Sorry, one other piece of information that might be useful. When I try to classify taxonomy with my multifasta after importing it with with qiime tools, I get the error:

Plugin error from feature-classifier: Argument to parameter 'reads' is not a subtype of FeatureData[Sequence]

I couldn’t figure out what piece of information was missing so I moved onto the dereplication and clustering steps to see what else I could come up with. If I could use this original fasta as the input for classification, and avoid dereplication/otu picking, that would be ideal.

The memory issues are more likely related to the size of SILVA, rather than the size of your sequences. Several discussions and strategies can be found here:

Oh bummer.
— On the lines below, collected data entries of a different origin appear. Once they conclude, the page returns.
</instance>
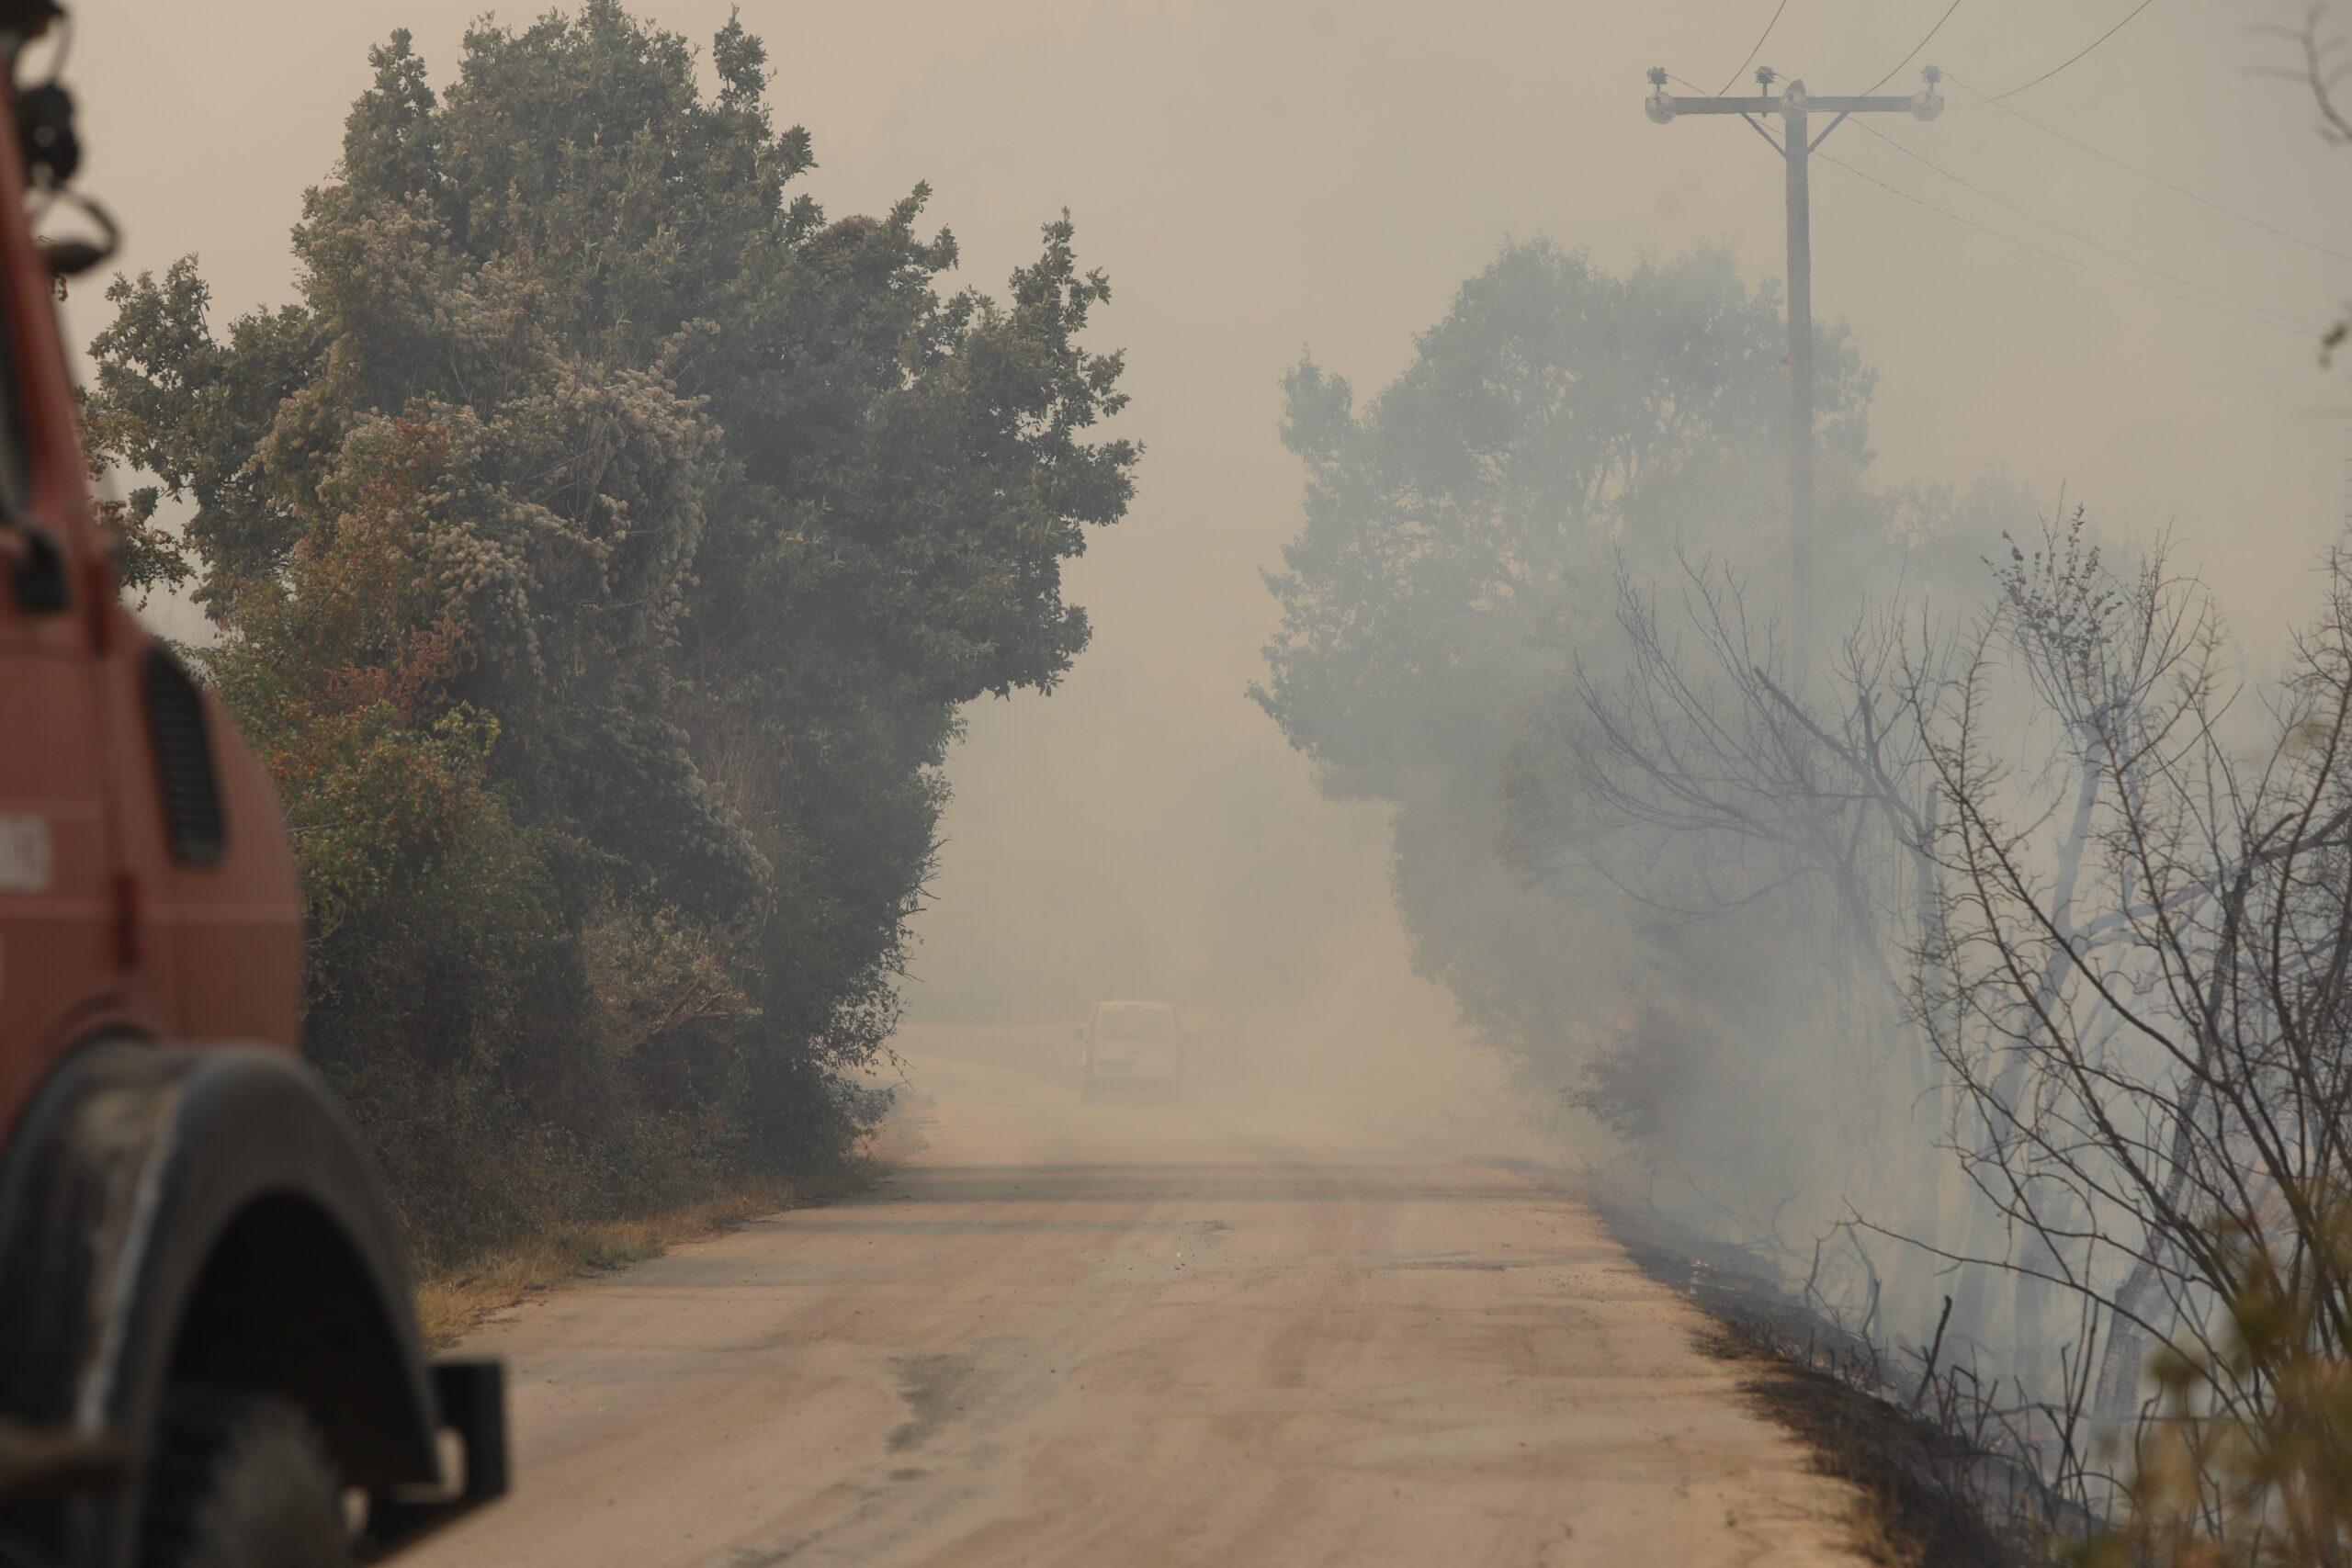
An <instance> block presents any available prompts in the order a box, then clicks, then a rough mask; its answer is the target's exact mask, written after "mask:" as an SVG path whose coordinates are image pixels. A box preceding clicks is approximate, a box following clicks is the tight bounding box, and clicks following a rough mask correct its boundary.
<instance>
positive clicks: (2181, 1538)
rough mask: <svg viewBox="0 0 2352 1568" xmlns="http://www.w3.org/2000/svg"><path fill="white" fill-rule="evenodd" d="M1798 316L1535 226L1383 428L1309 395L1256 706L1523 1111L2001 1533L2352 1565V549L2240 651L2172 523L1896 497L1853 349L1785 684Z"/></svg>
mask: <svg viewBox="0 0 2352 1568" xmlns="http://www.w3.org/2000/svg"><path fill="white" fill-rule="evenodd" d="M1778 339H1780V320H1778V303H1776V299H1773V294H1771V289H1769V287H1766V289H1748V287H1745V284H1743V282H1740V277H1738V273H1736V270H1733V266H1731V261H1729V259H1726V256H1719V254H1708V252H1700V254H1693V256H1684V259H1677V261H1646V263H1642V266H1639V268H1635V270H1632V273H1630V275H1623V277H1611V275H1606V273H1599V270H1597V268H1595V266H1592V263H1590V261H1585V259H1583V256H1576V254H1569V252H1559V249H1555V247H1550V244H1512V247H1505V252H1503V254H1501V256H1498V259H1496V261H1494V266H1489V268H1486V270H1484V273H1482V275H1477V277H1472V280H1470V282H1465V284H1463V289H1461V294H1458V299H1456V303H1454V308H1451V313H1449V315H1446V317H1444V320H1442V322H1439V324H1437V327H1432V329H1430V331H1428V334H1423V336H1421V339H1418V355H1416V360H1414V364H1411V367H1409V369H1406V371H1404V374H1402V376H1399V378H1397V383H1395V386H1390V388H1388V390H1383V393H1381V395H1378V397H1374V400H1369V402H1367V404H1364V407H1362V409H1357V404H1355V397H1352V390H1350V388H1348V383H1345V381H1341V378H1336V376H1331V374H1327V371H1324V369H1319V367H1317V364H1315V362H1312V360H1308V362H1301V364H1298V369H1296V371H1291V376H1289V383H1287V393H1289V416H1287V423H1284V437H1287V440H1289V444H1291V449H1294V451H1296V454H1298V456H1301V461H1303V465H1305V517H1303V527H1301V534H1298V538H1296V541H1294V545H1291V548H1289V550H1287V555H1284V571H1279V574H1275V576H1270V588H1272V592H1275V597H1277V602H1279V609H1282V623H1279V630H1277V635H1275V639H1272V642H1270V644H1268V672H1270V675H1268V682H1265V684H1263V689H1258V693H1256V696H1258V701H1261V705H1265V710H1268V712H1270V715H1272V717H1275V719H1277V722H1279V724H1282V729H1284V733H1287V736H1289V738H1291V743H1294V745H1298V748H1301V750H1305V752H1308V755H1310V757H1312V759H1315V766H1317V778H1319V783H1322V788H1324V790H1327V792H1329V795H1336V797H1359V799H1362V797H1371V799H1381V802H1388V804H1390V806H1392V809H1395V816H1392V823H1395V896H1397V910H1399V914H1402V919H1404V926H1406V931H1409V936H1411V940H1414V950H1416V957H1418V961H1421V966H1423V971H1425V973H1430V976H1432V978H1437V980H1442V983H1446V985H1449V987H1451V990H1454V994H1456V999H1458V1001H1461V1009H1463V1016H1465V1020H1468V1023H1470V1025H1475V1027H1477V1030H1479V1034H1482V1037H1484V1039H1486V1041H1489V1044H1491V1046H1496V1048H1498V1051H1503V1053H1505V1056H1508V1058H1510V1060H1512V1065H1515V1067H1517V1072H1519V1074H1522V1079H1524V1081H1526V1084H1529V1086H1531V1088H1534V1091H1536V1093H1531V1095H1529V1098H1531V1105H1536V1107H1538V1112H1536V1114H1538V1117H1545V1119H1550V1121H1552V1124H1555V1126H1562V1128H1569V1126H1585V1128H1590V1126H1592V1121H1595V1119H1597V1121H1599V1124H1604V1126H1606V1128H1611V1131H1613V1133H1616V1135H1618V1145H1621V1150H1623V1171H1621V1180H1623V1182H1628V1185H1630V1187H1632V1190H1637V1192H1644V1194H1646V1197H1649V1199H1651V1201H1656V1204H1658V1206H1661V1208H1663V1211H1668V1213H1672V1215H1675V1218H1679V1220H1684V1222H1689V1225H1691V1227H1696V1229H1700V1232H1705V1234H1710V1237H1715V1239H1722V1241H1733V1244H1738V1246H1740V1248H1743V1255H1748V1258H1752V1260H1757V1262H1759V1265H1762V1267H1764V1269H1766V1272H1769V1274H1773V1276H1776V1281H1778V1286H1785V1288H1788V1291H1790V1293H1792V1295H1795V1298H1797V1300H1799V1302H1802V1307H1804V1309H1806V1312H1809V1314H1811V1321H1813V1333H1832V1335H1839V1338H1842V1340H1844V1342H1851V1345H1858V1347H1865V1349H1860V1352H1856V1354H1853V1356H1851V1363H1853V1366H1867V1368H1870V1373H1867V1375H1860V1378H1849V1382H1851V1385H1853V1387H1858V1389H1863V1392H1867V1394H1870V1396H1877V1399H1896V1401H1903V1403H1905V1408H1910V1410H1922V1413H1929V1415H1931V1418H1933V1420H1936V1425H1938V1427H1940V1429H1943V1432H1947V1434H1952V1436H1955V1441H1959V1450H1957V1453H1959V1455H1962V1462H1959V1465H1957V1467H1955V1474H1959V1476H1964V1479H1971V1483H1973V1486H1978V1490H1980V1502H1983V1507H1987V1509H1990V1512H1994V1514H1997V1516H1999V1526H2002V1530H1999V1533H2002V1535H2004V1537H2009V1540H2039V1542H2042V1549H2049V1552H2056V1549H2060V1544H2063V1542H2065V1540H2067V1537H2077V1540H2079V1537H2084V1535H2091V1533H2096V1530H2098V1528H2100V1526H2103V1521H2119V1523H2122V1526H2124V1530H2126V1535H2119V1537H2112V1540H2107V1542H2105V1544H2103V1547H2098V1552H2100V1554H2105V1556H2100V1559H2098V1561H2164V1563H2187V1561H2211V1563H2340V1561H2347V1559H2352V1535H2347V1528H2352V1526H2347V1519H2345V1512H2343V1502H2340V1500H2343V1497H2345V1495H2347V1488H2345V1474H2347V1472H2345V1455H2347V1453H2352V1403H2347V1394H2345V1371H2343V1368H2345V1352H2347V1324H2352V1298H2347V1281H2352V1276H2347V1272H2345V1253H2343V1227H2345V1201H2343V1197H2340V1194H2345V1192H2347V1190H2352V1143H2347V1140H2352V1001H2347V985H2345V978H2347V976H2352V898H2347V889H2352V783H2347V780H2352V776H2347V766H2345V757H2347V755H2352V552H2347V550H2352V541H2347V545H2345V548H2338V550H2336V552H2333V555H2328V557H2326V559H2324V562H2319V564H2321V569H2324V581H2326V585H2328V592H2326V602H2324V604H2321V609H2319V614H2317V616H2312V618H2310V621H2307V623H2305V625H2300V628H2293V630H2291V635H2288V637H2286V639H2284V644H2274V646H2267V649H2246V646H2241V644H2239V639H2237V637H2234V635H2232V632H2230V628H2227V625H2225V623H2223V616H2220V609H2218V607H2216V604H2213V599H2211V595H2209V592H2206V590H2204V588H2201V583H2199V581H2197V578H2194V574H2192V571H2190V569H2185V564H2183V562H2180V559H2178V550H2176V548H2173V545H2171V543H2169V541H2166V538H2159V536H2143V534H2131V531H2129V529H2117V527H2105V524H2100V522H2096V520H2093V517H2091V515H2089V512H2086V510H2084V508H2082V505H2074V503H2065V501H2046V503H2042V505H2037V503H2034V498H2032V496H2030V494H2027V491H2023V489H2020V487H2018V484H2016V482H2011V480H2006V477H2002V475H1999V470H1987V473H1985V475H1983V477H1978V480H1971V482H1969V484H1884V482H1879V480H1877V477H1875V475H1872V463H1870V442H1867V402H1870V388H1872V376H1870V371H1867V369H1865V364H1863V360H1860V355H1858V350H1856V346H1853V343H1851V341H1849V336H1846V334H1844V331H1842V329H1835V327H1832V329H1823V341H1820V348H1818V353H1816V367H1818V369H1816V374H1818V388H1816V404H1818V407H1820V409H1823V418H1820V454H1823V477H1820V491H1823V505H1820V520H1818V538H1816V559H1818V562H1820V576H1818V581H1816V604H1820V607H1823V614H1820V623H1818V625H1816V628H1813V639H1811V642H1813V649H1816V654H1813V658H1811V661H1809V665H1797V663H1795V658H1792V654H1790V644H1792V637H1790V628H1788V625H1785V621H1783V616H1780V607H1783V604H1788V564H1785V562H1788V531H1785V529H1788V524H1785V510H1783V501H1780V489H1778V487H1780V468H1778V442H1780V423H1778V421H1780V400H1778V393H1780V378H1783V374H1785V371H1783V367H1780V348H1778ZM2286 567H2291V564H2281V569H2286ZM1797 1359H1799V1361H1802V1356H1797ZM1816 1371H1818V1368H1816ZM1915 1389H1917V1394H1915ZM2018 1476H2030V1479H2032V1481H2030V1483H2023V1481H2018Z"/></svg>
I don't think this is related to the memory issues. @colinbrislawn just reminded me that we have an open issue for this: Set –fasta_width 0 on relevant actions · Issue #48 · qiime2/q2-vsearch · GitHub, in case you are curious.

That file was probably imported as type SampleData[Sequences], which is correct for what these data represent. Taxonomic classification needs to operate on FeatureData[Sequence], which is the same "kind" of data (FASTA of sequences), but represents a different axis of the equation (samples instead of features). This is where semantic types really help guide you to the right "next step" with your analysis! In your case, dereplication was the right choice, since it yielded FeatureTable[Frequency] and FeatureData[Sequence] artifacts for you.

Keep us posted! :qiime2: :t_rex:

Thanks again for the thoughtful and quick responses. I’ll see what kind of progress I can make and send an update in the next few weeks.


This topic was automatically closed 31 days after the last reply. New replies are no longer allowed.